I mean look at that...there's 21 minutes worth of time passing in just 3 log entries, that's just plain old net noise.

It's more likely that your ISP is suffering backhaul congestion, or you are running a torrent client, or someone is DLing ultra pr0n at some insane rate or you left your wi-fi open and someone is hijacking it.

Go to http://www.speedtest.net/ [speedtest.net] and run a bandwidth check on your network.

Re:What evidence do you have that you're being DoS

[muridae]

The problem with one device running wireshark and other devices all connected to a router is that, by virtue of IP, the wireshark running box won't see the traffic sent to the other PCs. You need to either set up a good Knoppix or Kali Linux boot disc device to act as a pass through, or get a cheap hub, or learn about ARP poisoning to get the traffic to first go to the monitoring box, then get passed along to the target device.

Ideally, Your network would be a very simple DSL modem, not a modem+router. Just a modem or your router reconfigured to bridge mode. Then a hub, yeah, the dumb collision prone boxes are very useful still. Uplink of the hub goes to the modem, and your sniffing box and a good NAT+firewall router get connected to it. Then, behind that NAT and firewall goes your computer. Against, ideally, the sniffing computer will not have requested an IP address, will not even have put it's ethernet port into anything but a passive state. Then you can start up wireshark. After that, start up your machine you think is attracting the attacks. You can sort wireshark traffic by incoming and outbound. And if changing the externally visible IP hasn't helped, you want to look at outbound to see what you are sending to who to get yourself noticed.

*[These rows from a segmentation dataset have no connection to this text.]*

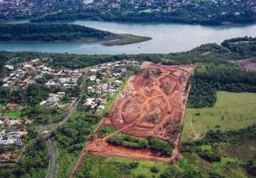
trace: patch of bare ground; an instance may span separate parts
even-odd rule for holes
[[[98,137],[96,132],[94,138],[86,145],[87,153],[159,162],[179,159],[181,131],[179,128],[183,122],[189,90],[186,84],[194,66],[144,62],[141,68],[143,72],[132,76],[122,91],[126,97],[117,97],[107,117],[101,122],[114,127],[116,131],[103,139]],[[163,156],[149,149],[131,149],[107,142],[121,132],[171,140],[174,145],[172,155]]]

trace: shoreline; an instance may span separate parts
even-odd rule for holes
[[[132,34],[115,34],[114,36],[109,36],[103,38],[81,38],[80,39],[72,40],[72,41],[1,41],[0,42],[9,42],[9,43],[91,43],[91,42],[102,42],[101,45],[104,46],[124,46],[132,43],[138,43],[152,39],[151,37],[136,36]]]

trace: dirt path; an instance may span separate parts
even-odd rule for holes
[[[49,153],[50,155],[49,164],[48,167],[48,171],[46,175],[47,178],[55,177],[57,171],[57,164],[58,164],[58,162],[57,162],[58,148],[56,145],[56,143],[52,142],[52,141],[51,141],[49,137],[53,131],[56,130],[58,128],[58,127],[64,125],[69,120],[69,117],[73,114],[77,112],[77,107],[82,99],[83,88],[84,88],[85,85],[85,81],[86,79],[84,78],[83,82],[80,85],[81,92],[79,93],[79,96],[74,100],[72,105],[69,107],[67,115],[63,118],[62,120],[61,120],[59,122],[55,125],[53,127],[53,128],[51,128],[46,134],[44,135],[44,137],[46,139],[46,145],[48,147]]]
[[[55,177],[58,164],[58,150],[56,147],[56,143],[52,142],[50,139],[47,139],[46,145],[50,154],[46,177]]]
[[[193,125],[193,122],[192,122],[192,115],[191,115],[191,110],[190,109],[188,109],[189,110],[189,120],[190,120],[190,127],[194,133],[194,137],[193,137],[193,140],[198,140],[199,138],[200,138],[200,133],[197,133],[195,130],[195,127],[194,127],[194,125]]]

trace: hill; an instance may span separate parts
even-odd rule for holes
[[[0,24],[0,41],[79,41],[119,40],[109,46],[124,45],[151,39],[144,36],[116,34],[89,27],[67,23]]]

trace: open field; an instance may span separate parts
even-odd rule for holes
[[[19,117],[21,115],[21,111],[19,110],[13,110],[5,112],[3,116],[8,117]]]
[[[162,162],[179,159],[180,127],[187,98],[186,84],[194,67],[145,62],[141,68],[143,72],[129,79],[99,127],[109,125],[116,131],[102,139],[96,130],[94,139],[86,146],[88,153]],[[149,149],[129,149],[107,142],[120,132],[170,140],[174,145],[172,155],[159,155]]]
[[[219,91],[214,107],[187,109],[182,140],[193,140],[195,134],[198,139],[209,130],[245,127],[256,123],[255,115],[256,93]]]
[[[137,164],[131,167],[132,164]],[[151,167],[158,168],[157,172],[152,172]],[[75,177],[159,177],[169,164],[164,162],[148,160],[134,160],[124,157],[95,157],[87,155]]]
[[[246,58],[235,61],[238,63],[240,69],[247,71],[256,71],[256,60],[255,58]]]

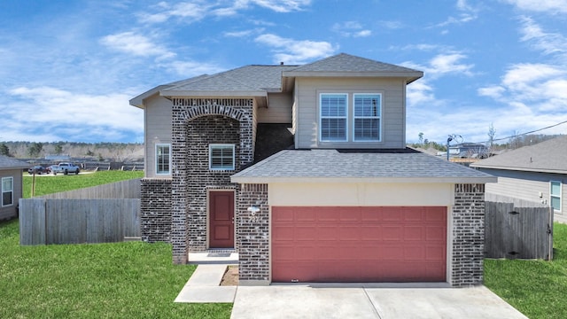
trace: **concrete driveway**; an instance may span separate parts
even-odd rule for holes
[[[232,319],[527,318],[484,286],[238,286]]]

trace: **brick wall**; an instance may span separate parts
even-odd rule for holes
[[[189,250],[204,251],[207,248],[207,191],[214,189],[236,190],[230,175],[235,170],[209,169],[209,144],[235,144],[235,157],[240,154],[240,124],[237,121],[220,115],[204,116],[187,123],[187,214],[189,218]],[[237,195],[237,194],[236,194]]]
[[[172,105],[171,243],[174,263],[185,263],[190,251],[206,248],[207,190],[234,189],[238,198],[238,186],[229,183],[229,176],[253,160],[254,103],[251,98],[174,98]],[[202,146],[233,142],[237,170],[210,172],[208,144],[206,159]],[[200,159],[197,169],[191,168],[197,162],[193,156]]]
[[[171,180],[143,178],[140,229],[142,240],[169,242],[171,233]]]
[[[238,276],[242,281],[269,280],[268,184],[243,184],[238,198]],[[248,207],[256,206],[254,215]]]
[[[483,282],[485,250],[485,185],[455,184],[453,206],[451,284]]]

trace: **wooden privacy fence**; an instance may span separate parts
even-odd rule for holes
[[[19,199],[19,244],[81,244],[139,237],[140,179]]]
[[[83,199],[140,198],[140,178],[136,178],[74,191],[62,191],[36,198]]]
[[[140,237],[140,199],[19,200],[19,244],[82,244]]]
[[[553,209],[486,194],[485,257],[553,259]]]

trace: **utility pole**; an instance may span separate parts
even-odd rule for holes
[[[449,161],[449,144],[451,143],[451,141],[453,141],[455,138],[457,138],[457,136],[459,136],[459,137],[461,137],[461,139],[462,139],[462,136],[461,136],[458,134],[451,134],[447,139],[447,161]]]

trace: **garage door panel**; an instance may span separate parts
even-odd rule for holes
[[[447,207],[285,207],[279,214],[272,207],[274,282],[446,280]]]
[[[444,242],[446,240],[446,228],[441,226],[428,226],[426,228],[425,240]]]
[[[423,228],[420,226],[404,227],[404,240],[423,240]]]
[[[401,226],[385,226],[382,228],[382,238],[385,241],[400,241],[403,236]]]

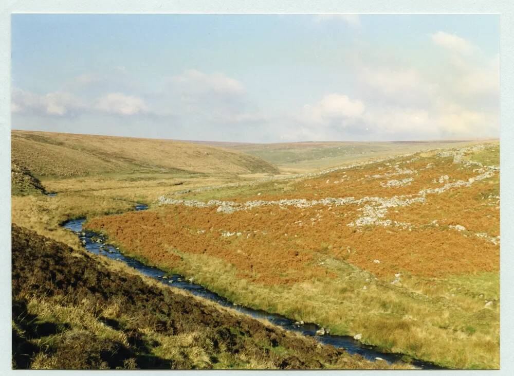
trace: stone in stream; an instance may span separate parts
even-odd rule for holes
[[[324,328],[322,328],[321,329],[318,329],[316,331],[316,335],[325,335],[329,333],[330,330],[326,329]]]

I have done exactly this, and it isn't fun or easy, but it did help pass a few Cisco network tests later. Once you get into packet sniffing, and ARP poisoning switches, and packet manipulation of those ARP poisoned packets, you can do all kinds of interesting things. Upsidedownternet doesn't have to be a proxy, it can be done with any switched network if done right. And then, after you graduate from wired networks to sniffing on wireless (and collecting large logs to break keys, or doing deauth attacks on your own gear to see how your modem+router and PC stand up) then you can start in on a whole world of fun and crazy bit-level cleverness.

disclaimer: I've cracked WEP back in the PCMCIA days of having a high speed 802.11b card (custom firmware to go into monitor mode) but it was on my own network or with permission (parents wanted to know how long it would take for a neighbor to borrow their wifi, I remember leaving the linux box running about an hour and a half, but sibling had lots of traffic going). WPA deauth attacks are the same way, don't screw with other people without permission. But once you have permission, go wild; showing my younger sibling their AIM chats when they thought 'the network is encrypted, you can't see me' was a hilarious way to spend my first summer home from college.